Machine Learning-based Hybrid Precoding with Robust Error for UAV mmWave Massive MIMO

Unmanned aerial vehicles (UAVs) can now be considered as aerial base stations (BSs) to support ultra-reliable and low-latency communications by establishing line-of-sight (LoS) connections to ground users. Moreover, combining UAVs with millimeter wave (mmWave) massive multiple-input multiple-output (MIMO) will be a promissing solution. It can provide potentially high capacity wireless services due to their aerial positions and their ability to deploy on demand at specific locations. In this paper, we propose a low-cost and energy-efficient hybrid precoding architecture for UAVs, where the antenna part is realized by lens array.
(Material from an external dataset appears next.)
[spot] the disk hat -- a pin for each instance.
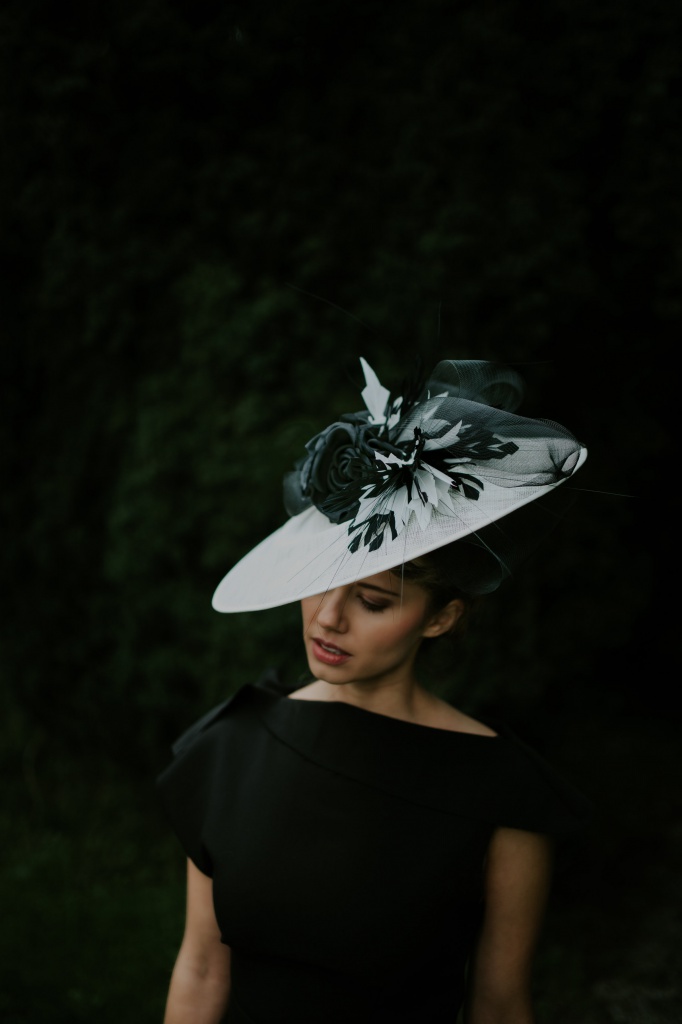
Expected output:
(439, 464)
We investigate an efficient and energy-saving hybrid precoding scheme with robustness, which is inspired by the cross-entropy (CE) optimization in machine learning and the relative error estimation optimization. As for each selection of the hybrid precoders for obtaining the optimized precoder, we regarded it as a training process in machine learning, in which the training target is the CE-loss function between the predicted precoders and the target precoders. It aims to minimize the relative error between the predicted and actual values for optimizing the probability distributions of the elements in the analog hybrid precoder. Simulation results show that our proposed scheme can achieve higher sum rate and energy efficiency.